Google.Cloud.BigQuery.V2
Google.Cloud.BigQuery.V2
is a.NET client library for the Google BigQuery API.
It wraps the Google.Apis.Bigquery.v2
generated library, providing a higher-level API to make it easier to use.
Note:
This documentation is for version 3.5.0
of the library.
Some samples may not work with other versions.
Installation
Install the Google.Cloud.BigQuery.V2
package from NuGet. Add it to
your project in the normal way (for example by right-clicking on the
project in Visual Studio and choosing "Manage NuGet Packages...").
Authentication
When running on Google Cloud, no action needs to be taken to authenticate.

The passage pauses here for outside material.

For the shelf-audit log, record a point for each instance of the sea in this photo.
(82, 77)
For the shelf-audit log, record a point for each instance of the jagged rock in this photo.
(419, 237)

Otherwise, the simplest way of authenticating your API calls is to
download a service account JSON file then set the GOOGLE_APPLICATION_CREDENTIALS
environment variable to refer to it.
The credentials will automatically be used to authenticate. See the Getting Started With
Authentication guide for more details.
Getting started
Common operations are exposed via the BigQueryClient class, and additional wrapper classes are present to make operations with datasets, tables and query results simpler.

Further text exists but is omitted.